Le resserrement des exonérations à partir de 2024 s’est toutefois traduit par une baisse des aides versées : le montant total versé au premier trimestre 2024 (501 M€) était ainsi 2,4 fois inférieur au même trimestre en 2023 (1,2 Md€), et le nombre de salariés concernés 2,5 fois plus faible (1,6 M au premier trimestre 2023 et 667 000 au premier trimestre 2024). Le montant moyen versé est en revanche relativement stable, de l’ordre de 752 €.

La prime de partage de la valeur (PPV)

Nombre de salariés bénéficiaires de la PPV Montant PPV (€) Montant moyen PPV par salarié (€)
2022     5 884 769   4 543 130 150 772
2023     7 051 933   5 325 513 639 755
T1 2024       666 580     501 378 123  752

Source : Urssaf ; périmètre élargi (ETE, hors ETE, secteur public).

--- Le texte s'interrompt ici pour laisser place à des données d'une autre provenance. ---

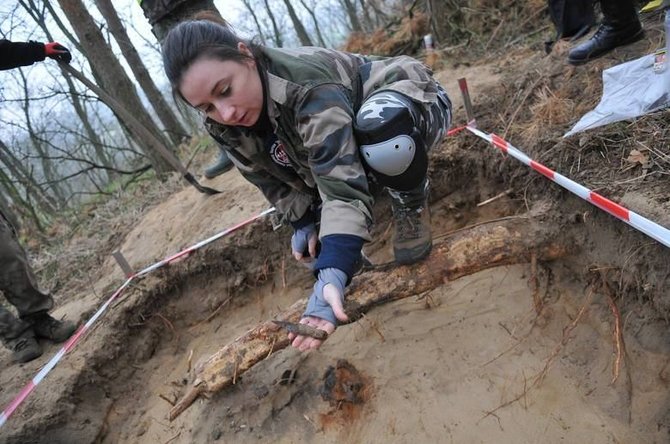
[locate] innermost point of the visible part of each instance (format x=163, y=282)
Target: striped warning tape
x=76, y=337
x=640, y=223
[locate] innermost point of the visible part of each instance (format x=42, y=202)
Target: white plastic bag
x=630, y=89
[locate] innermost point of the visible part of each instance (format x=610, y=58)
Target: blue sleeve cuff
x=308, y=218
x=341, y=251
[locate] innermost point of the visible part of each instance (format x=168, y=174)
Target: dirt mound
x=574, y=350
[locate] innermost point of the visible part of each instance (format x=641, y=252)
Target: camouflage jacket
x=313, y=96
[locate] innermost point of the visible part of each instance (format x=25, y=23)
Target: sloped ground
x=459, y=364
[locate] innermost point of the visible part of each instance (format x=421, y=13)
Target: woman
x=312, y=128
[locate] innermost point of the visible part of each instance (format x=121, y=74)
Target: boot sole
x=636, y=37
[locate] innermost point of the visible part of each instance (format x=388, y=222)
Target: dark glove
x=57, y=51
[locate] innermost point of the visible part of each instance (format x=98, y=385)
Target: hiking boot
x=620, y=27
x=25, y=348
x=221, y=166
x=47, y=327
x=412, y=240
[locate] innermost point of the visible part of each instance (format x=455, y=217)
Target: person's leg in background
x=395, y=135
x=621, y=26
x=17, y=283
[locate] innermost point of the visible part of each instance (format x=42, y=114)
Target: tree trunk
x=101, y=156
x=23, y=176
x=275, y=28
x=176, y=132
x=463, y=253
x=297, y=24
x=252, y=11
x=310, y=11
x=369, y=26
x=113, y=78
x=353, y=18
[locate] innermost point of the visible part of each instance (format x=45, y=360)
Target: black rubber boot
x=621, y=26
x=47, y=327
x=221, y=166
x=25, y=347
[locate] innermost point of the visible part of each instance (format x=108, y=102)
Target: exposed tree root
x=463, y=253
x=539, y=377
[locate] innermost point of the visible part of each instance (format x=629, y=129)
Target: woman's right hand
x=304, y=240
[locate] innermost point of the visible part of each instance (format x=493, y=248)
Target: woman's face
x=228, y=92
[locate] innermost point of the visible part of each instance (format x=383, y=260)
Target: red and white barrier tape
x=640, y=223
x=76, y=337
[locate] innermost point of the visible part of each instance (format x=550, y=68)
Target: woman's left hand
x=331, y=295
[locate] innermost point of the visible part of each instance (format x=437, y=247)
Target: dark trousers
x=17, y=283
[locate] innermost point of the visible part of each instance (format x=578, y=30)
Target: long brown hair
x=205, y=36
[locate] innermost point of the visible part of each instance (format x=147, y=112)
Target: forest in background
x=62, y=145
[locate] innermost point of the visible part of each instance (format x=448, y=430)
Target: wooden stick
x=459, y=255
x=494, y=198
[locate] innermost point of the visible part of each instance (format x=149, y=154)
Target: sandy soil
x=470, y=361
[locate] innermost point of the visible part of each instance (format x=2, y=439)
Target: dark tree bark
x=252, y=11
x=350, y=7
x=277, y=34
x=21, y=173
x=176, y=132
x=113, y=78
x=369, y=25
x=297, y=24
x=42, y=153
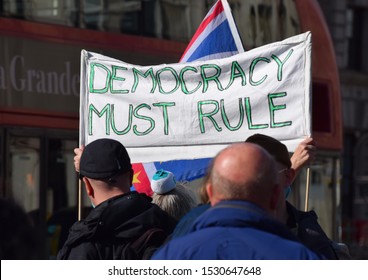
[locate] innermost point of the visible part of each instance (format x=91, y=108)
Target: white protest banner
x=193, y=110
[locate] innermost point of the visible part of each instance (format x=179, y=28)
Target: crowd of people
x=240, y=212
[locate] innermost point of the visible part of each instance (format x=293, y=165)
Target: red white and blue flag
x=216, y=37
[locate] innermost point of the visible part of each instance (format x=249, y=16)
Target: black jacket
x=306, y=227
x=113, y=224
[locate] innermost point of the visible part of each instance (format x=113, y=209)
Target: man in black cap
x=303, y=224
x=120, y=220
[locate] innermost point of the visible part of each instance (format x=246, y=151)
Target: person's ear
x=209, y=190
x=291, y=174
x=89, y=189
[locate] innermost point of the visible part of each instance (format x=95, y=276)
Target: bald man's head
x=243, y=171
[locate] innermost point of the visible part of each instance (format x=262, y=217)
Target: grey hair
x=177, y=202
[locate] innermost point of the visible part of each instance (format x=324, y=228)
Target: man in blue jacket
x=244, y=194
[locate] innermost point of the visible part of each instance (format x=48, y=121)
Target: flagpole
x=307, y=190
x=80, y=200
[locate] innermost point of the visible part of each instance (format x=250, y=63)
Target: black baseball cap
x=272, y=146
x=104, y=158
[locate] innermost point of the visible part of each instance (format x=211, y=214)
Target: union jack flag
x=216, y=37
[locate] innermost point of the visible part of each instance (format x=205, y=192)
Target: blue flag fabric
x=216, y=37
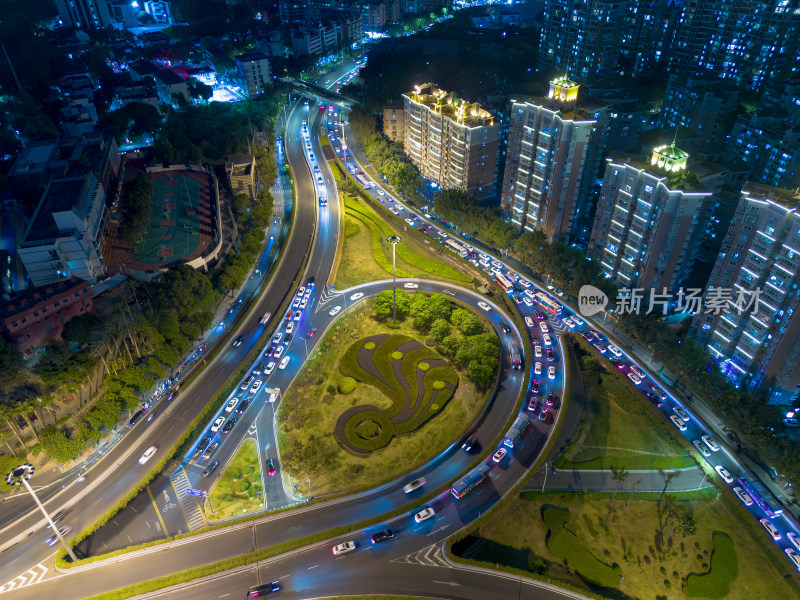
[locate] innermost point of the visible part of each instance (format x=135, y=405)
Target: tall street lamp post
x=394, y=240
x=20, y=475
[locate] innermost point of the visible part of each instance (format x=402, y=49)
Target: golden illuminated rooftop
x=469, y=114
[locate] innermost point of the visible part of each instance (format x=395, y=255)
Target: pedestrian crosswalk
x=429, y=557
x=188, y=503
x=29, y=577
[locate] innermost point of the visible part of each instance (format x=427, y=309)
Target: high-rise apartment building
x=554, y=146
x=452, y=142
x=759, y=346
x=650, y=220
x=583, y=37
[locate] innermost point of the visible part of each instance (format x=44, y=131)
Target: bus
x=469, y=481
x=504, y=283
x=760, y=494
x=517, y=430
x=456, y=247
x=547, y=303
x=516, y=356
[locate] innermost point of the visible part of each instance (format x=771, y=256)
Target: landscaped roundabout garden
x=376, y=400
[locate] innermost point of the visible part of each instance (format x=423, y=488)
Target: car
x=425, y=514
x=263, y=590
x=724, y=473
x=413, y=485
x=794, y=557
x=344, y=548
x=470, y=442
x=771, y=529
x=678, y=422
x=701, y=448
x=743, y=496
x=681, y=413
x=148, y=454
x=210, y=450
x=794, y=539
x=382, y=536
x=53, y=539
x=709, y=441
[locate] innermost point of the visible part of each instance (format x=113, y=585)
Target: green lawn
x=654, y=561
x=622, y=429
x=311, y=406
x=239, y=489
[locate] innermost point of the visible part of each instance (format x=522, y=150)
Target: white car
x=701, y=448
x=771, y=529
x=149, y=454
x=424, y=515
x=678, y=423
x=344, y=548
x=681, y=413
x=724, y=473
x=743, y=496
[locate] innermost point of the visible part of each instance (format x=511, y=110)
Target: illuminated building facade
x=552, y=160
x=761, y=251
x=647, y=228
x=452, y=142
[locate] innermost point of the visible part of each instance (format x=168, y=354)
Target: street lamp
x=20, y=475
x=394, y=240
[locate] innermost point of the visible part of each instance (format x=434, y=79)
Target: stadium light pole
x=394, y=240
x=19, y=476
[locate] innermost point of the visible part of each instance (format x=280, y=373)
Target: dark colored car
x=212, y=466
x=263, y=590
x=382, y=536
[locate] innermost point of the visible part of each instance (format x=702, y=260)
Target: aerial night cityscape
x=394, y=299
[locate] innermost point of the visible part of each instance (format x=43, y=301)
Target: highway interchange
x=413, y=563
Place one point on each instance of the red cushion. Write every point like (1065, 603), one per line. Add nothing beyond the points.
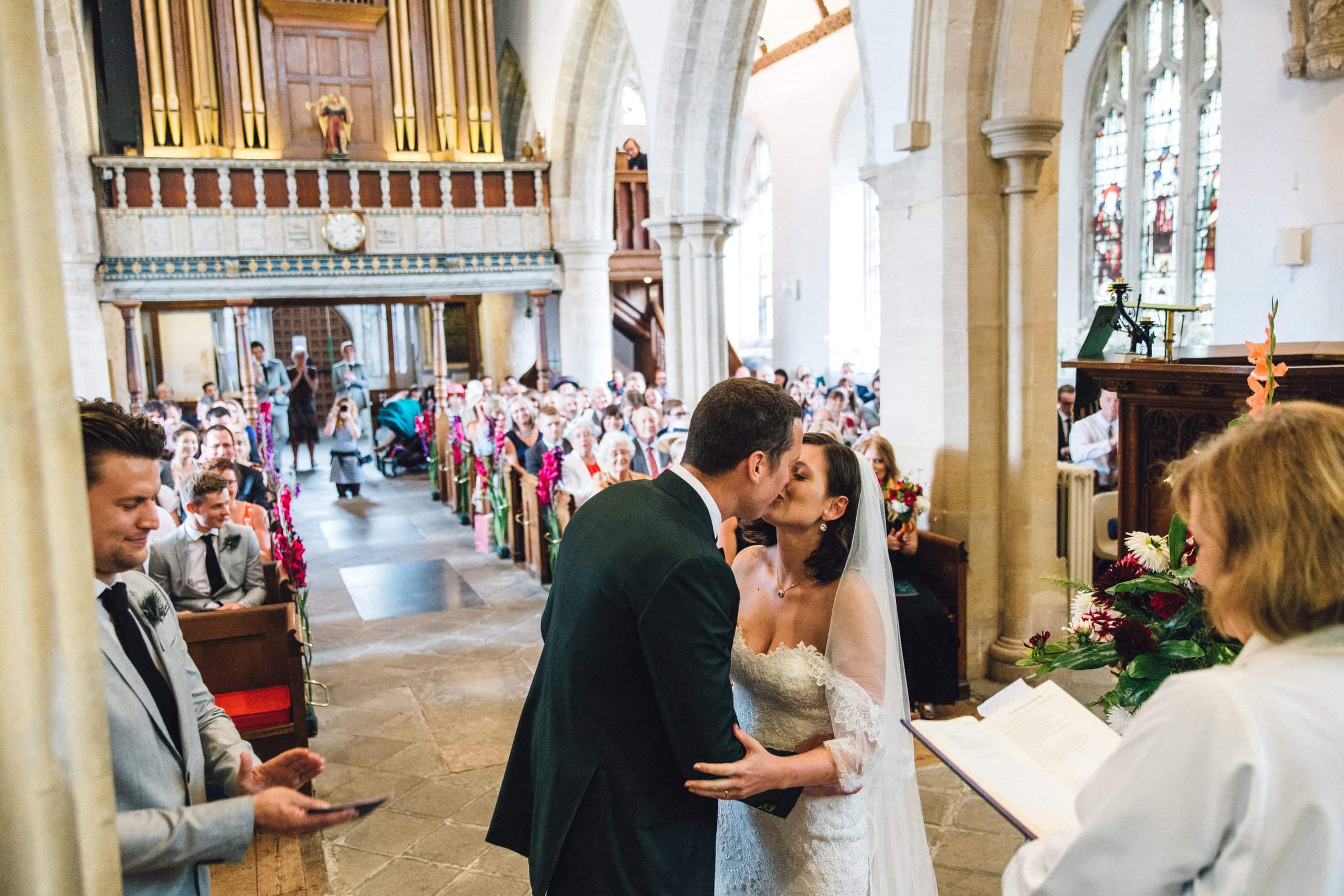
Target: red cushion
(260, 708)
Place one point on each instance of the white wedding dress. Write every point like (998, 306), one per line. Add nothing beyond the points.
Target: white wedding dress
(870, 843)
(822, 848)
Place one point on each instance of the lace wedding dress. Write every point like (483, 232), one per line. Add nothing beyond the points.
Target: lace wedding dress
(822, 849)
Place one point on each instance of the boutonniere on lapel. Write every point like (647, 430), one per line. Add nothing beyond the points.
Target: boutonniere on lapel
(154, 609)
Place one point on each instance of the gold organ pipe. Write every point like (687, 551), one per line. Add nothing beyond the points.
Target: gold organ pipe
(394, 35)
(254, 60)
(170, 60)
(449, 78)
(473, 114)
(436, 42)
(156, 85)
(408, 80)
(483, 80)
(198, 107)
(244, 74)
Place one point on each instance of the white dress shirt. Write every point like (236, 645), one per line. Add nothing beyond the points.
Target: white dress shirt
(1226, 784)
(197, 575)
(105, 621)
(710, 504)
(1089, 445)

La coalition Ensemble a proposé un relèvement du plafond de l’aide 3 000 € à 10 000 €, soit un quasi‑triplement (3,33 fois) du plafond. En l’absence de précisions en ce sens, les autres paramètres du dispositif, notamment les conditions d’exonération et le périmètre des salariés concernés sont considérés comme inchangés. En conséquence, le montant moyen des primes devrait être multiplié en proportion, soit à nombre de bénéficiaires constants, un montant total de primes versées de 6,7 Md€ et donc 4,7 Md€ de plus sur un an (Soit (752 € x 3,33 x 667 000 bénéficiaires au T1 2024 x 4 trimestres) – (501 M€ au T1 2024 x 4 trimestres)).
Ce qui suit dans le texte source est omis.